Rosie Sayers and Charlie Allnut


Rosie Sayers and Charlie Allnut Solve the World’s Problems

These turbulent times. The tinder box globe ignites first here then there, unsteady calm is interrupted by flame throwers, pirates ride in high seas and parliaments, and all populations are furious at government swanking. There really isn’t any good new rock and roll, either.

So I ask myself what I’m missing when I look around. And find a general void of human challenge and ingenuity. A fist shaking at the impossible. Love and adventure being commonplace, flaming every heart.   Scott Carpenter, one of our first astronauts, hardly got a mention when he left us yesterday. A media populated by 30 year olds have no idea what bold adventure means. It is NOT the ‘Likes’ you got on Tuesday.

So I turned to The African Queen.

Katherine Hepburn is far from her most beautiful. She is arch and forbidding. She makes her character push you away. Humphrey Bogart plays a sack of a wasted ruffian whose shoulders are narrow, loose sailor’s pants sag on a flat, unmuscled behind, and he is more innocent Popeye than Casablanca’s smooth Rick. Neither star glistens with massage oils, hints of personal trainer’s biceps, perfect do’s, or sexy wardrobe. Yet they are riveting. You want to be with them. You want to know them. You want to bring them home. You love them.

Hollywood, once, long ago and far away, reflected the world it served, showed us simple heroism in daily gestures of bright good will that altered the course of every life for the better. Evil was recognized, responded to, battled. The enemies of decency were defeated. People with their hearts racing for more and more headed down wild waters without helmets. And that’s why Rosie Sayers and Charlie Allnut are such a thrill to watch because they were us, all we are, all we can be. 

I have a lot of favorite parts of  The African Queen.

The overall delight of watching two people literally transfigured by the actions they take is the real joy for me. It brings out the best in them. This very unlikely pair sure produce the best in each other. That’s what living a life and falling in love can do. Superb script by James Agee who knew a thing or two about living dangerously and getting drunk. And so did John Huston who directed it, from CS Forester’s novel.

Charlie Allnut has been tasked to rise above his usual getting-by nature (“Nature, Mr Allnut (replies Rosie) is what we are put on earth to overcome.”) and has gotten stinking drunk in response.

Charlie is just a happy boater in a lavish laze on his seaworthy African Queen stocked with cases of gin and thousands of cigarettes and an engine he knows and adores.

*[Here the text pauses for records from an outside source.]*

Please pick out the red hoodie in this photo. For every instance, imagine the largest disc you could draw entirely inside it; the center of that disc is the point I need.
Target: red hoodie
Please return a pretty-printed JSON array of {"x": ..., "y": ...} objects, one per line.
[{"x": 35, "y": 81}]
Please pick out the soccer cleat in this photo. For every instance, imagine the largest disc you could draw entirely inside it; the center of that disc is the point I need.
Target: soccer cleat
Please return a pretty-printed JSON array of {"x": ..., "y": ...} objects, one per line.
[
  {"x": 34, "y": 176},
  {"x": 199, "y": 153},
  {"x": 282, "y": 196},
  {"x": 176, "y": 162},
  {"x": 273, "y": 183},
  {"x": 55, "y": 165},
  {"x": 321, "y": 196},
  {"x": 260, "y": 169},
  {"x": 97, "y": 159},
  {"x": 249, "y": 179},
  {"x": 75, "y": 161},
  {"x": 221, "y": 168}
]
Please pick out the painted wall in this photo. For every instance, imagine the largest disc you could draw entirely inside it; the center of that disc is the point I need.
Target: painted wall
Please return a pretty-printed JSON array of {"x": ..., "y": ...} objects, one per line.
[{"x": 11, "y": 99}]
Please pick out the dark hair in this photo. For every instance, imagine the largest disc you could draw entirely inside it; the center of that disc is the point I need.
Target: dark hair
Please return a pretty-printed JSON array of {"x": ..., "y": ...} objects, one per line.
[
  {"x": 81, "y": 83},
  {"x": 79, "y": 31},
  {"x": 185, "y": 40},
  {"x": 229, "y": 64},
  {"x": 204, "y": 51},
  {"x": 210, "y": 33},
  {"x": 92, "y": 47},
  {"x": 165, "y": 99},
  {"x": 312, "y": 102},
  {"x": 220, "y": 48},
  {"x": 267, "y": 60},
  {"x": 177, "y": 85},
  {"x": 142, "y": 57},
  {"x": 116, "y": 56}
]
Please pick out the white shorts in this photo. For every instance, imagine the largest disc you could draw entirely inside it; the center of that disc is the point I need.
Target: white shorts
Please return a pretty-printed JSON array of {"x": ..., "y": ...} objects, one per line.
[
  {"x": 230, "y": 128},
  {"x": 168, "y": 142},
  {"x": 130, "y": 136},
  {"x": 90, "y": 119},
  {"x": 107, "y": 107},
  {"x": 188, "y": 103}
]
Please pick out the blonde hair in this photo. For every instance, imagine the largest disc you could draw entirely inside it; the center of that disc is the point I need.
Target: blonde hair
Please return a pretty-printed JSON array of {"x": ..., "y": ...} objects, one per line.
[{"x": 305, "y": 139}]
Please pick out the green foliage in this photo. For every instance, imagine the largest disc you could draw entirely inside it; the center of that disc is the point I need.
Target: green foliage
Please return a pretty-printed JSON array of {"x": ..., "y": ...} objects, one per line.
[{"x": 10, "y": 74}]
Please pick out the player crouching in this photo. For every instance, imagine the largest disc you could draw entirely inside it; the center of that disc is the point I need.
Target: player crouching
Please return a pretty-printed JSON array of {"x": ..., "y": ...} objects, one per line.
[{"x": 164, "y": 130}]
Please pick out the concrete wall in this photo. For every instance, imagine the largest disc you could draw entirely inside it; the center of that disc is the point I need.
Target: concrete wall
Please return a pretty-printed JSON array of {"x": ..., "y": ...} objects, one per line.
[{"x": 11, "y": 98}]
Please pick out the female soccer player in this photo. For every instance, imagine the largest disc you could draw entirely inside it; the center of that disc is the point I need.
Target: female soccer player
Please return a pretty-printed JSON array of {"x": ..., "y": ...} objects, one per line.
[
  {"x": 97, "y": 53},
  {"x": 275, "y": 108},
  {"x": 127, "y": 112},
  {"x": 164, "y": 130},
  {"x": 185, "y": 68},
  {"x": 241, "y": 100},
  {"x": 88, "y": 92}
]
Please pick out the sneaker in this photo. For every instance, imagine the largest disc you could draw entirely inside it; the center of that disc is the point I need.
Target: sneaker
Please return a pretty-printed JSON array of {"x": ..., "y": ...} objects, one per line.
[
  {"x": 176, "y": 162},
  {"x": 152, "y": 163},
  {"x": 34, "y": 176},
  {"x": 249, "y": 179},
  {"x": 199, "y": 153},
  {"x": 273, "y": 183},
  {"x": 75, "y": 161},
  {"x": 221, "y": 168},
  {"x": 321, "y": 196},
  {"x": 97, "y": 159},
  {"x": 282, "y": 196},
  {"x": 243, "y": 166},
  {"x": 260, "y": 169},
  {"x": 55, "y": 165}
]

Rosie gets the idea to turn his boat into a sailing torpedo aimed at the enemy German battleship, The Louisa. It’s the right thing to do for their country in its time of need, the start of WW I. No matter that it takes the improbable shore-hugging craft down uncharted waters of ridiculously dangerous rapids headed for the enemy out there somewhere into the open seas. And oh, Charlie…. you have to invent the torpedoes from what’s on board and what the jungle has to offer, come on, you can do it. So he does. Charlie and Rosie have no advisers. Zero contact with the outside world.  No news of advancing or retreating armies. No looking for help from anyone. Only complete isolation and knowing what’s maybe possible if they live that long.

Charlie’s drunken song is one of the best parts of the movie for me. They also sing it when they’re afloat after The Louisa gets hit by the leisurely African Queen’s torpedoes find their mark, blowing the pair back to freedom moments before they’re hung by the German Navy that captured them. I don’t know who wrote the lyrics but they’re too too divine, impossibly dopey, and brilliant.  The African Queen is a true reality show. There are people out there doing heroic things who stand alone.  We’ve got us a better world than the dolled up fiction we get fed. Just wanted to remind us.

Something like “There was a bold fisherman went out to catch the piggy and it was a highly interesting song that he sang: Twinkie deedle dum Twinkie deedle dee….”

Oh, here’s the original tune sung by Bogie. You’ll love this.

(And a great website, Bogart Tributes, with more of same)

If you get the chance to read the original screenplay by James Agee, it is purely exquisite prose like most things that flowed from his pen. Apparently a huge challenge to the director, who, you can tell by comparing, did not follow all of Agee’s elegant detail. Hepburn wrote a book called something like How I Survived Making The African Queen. She says it was one hell of a rough go. Thanks, all of you. Nice job.